Representatives with CMS, or Centers for Medicare and Medicaid Services, announced the new measures during Sunday evening’s White House briefing. The requirement aims to increase transparency not only for the CDC but also for patients and their families.


“Nursing homes have been ground zero for COVID-19. Today’s action supports CMS’ longstanding commitment to providing transparent and timely information to residents and their families,” said Seema Verma, CMS Administrator, in a statement. "Nursing home reporting to the CDC is a critical component of the go-forward national COVID-19 surveillance system and to efforts to reopen America.”

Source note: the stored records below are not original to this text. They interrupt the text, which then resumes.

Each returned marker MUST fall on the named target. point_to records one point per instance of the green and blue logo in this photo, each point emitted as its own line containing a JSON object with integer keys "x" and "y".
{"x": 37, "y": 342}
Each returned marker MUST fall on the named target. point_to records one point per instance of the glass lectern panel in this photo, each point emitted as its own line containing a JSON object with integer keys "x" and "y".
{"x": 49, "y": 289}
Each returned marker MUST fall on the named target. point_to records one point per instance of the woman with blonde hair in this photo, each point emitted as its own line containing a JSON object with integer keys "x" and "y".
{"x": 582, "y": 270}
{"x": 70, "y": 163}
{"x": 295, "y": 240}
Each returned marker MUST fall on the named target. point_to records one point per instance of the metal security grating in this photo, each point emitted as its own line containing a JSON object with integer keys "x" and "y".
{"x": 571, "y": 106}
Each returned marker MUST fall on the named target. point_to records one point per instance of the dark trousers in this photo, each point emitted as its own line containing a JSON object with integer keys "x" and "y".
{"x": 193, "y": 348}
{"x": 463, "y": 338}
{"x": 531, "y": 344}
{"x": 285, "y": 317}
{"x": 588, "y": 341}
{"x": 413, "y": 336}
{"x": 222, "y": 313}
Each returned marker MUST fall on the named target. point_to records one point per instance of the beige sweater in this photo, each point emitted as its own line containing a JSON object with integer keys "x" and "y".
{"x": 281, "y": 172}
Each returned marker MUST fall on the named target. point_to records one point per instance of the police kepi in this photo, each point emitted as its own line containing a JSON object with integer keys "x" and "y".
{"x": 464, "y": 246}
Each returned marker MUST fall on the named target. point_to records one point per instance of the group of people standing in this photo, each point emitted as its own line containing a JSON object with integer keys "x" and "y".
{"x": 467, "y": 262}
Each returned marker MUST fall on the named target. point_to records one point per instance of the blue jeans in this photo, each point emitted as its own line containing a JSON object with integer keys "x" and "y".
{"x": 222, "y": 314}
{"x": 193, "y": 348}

Coined “Opening Up America,” the directive will improve existing infectious disease reporting to state and local health departments. Nursing homes must also cooperate with "CDC surveillance efforts around COVID-19 spread,” according to the CMS.


The new reporting initiative may also help in developing further recommendations for the at-risk group, as the CDC has not formally tracked the number of COVID-19 cases that spread inside homes for vulnerable elderly patients, according to a Politico report. Unpreparedness for the novel disease, such as shortages of personal protective equipment (PPEs) and insufficient testing, has struck tragedy in nursing homes where the elderly, especially those with weakened immune systems, are often left vulnerable.

According to an Associated Press tally, there have been 8,003 assumed COVID-19 related deaths in nursing homes across the country, with one-third of them in New York state. Cobble Hill Health Center in Brooklyn looms among the deadliest nursing home COVID-19 related cases, with a reported 55 deaths.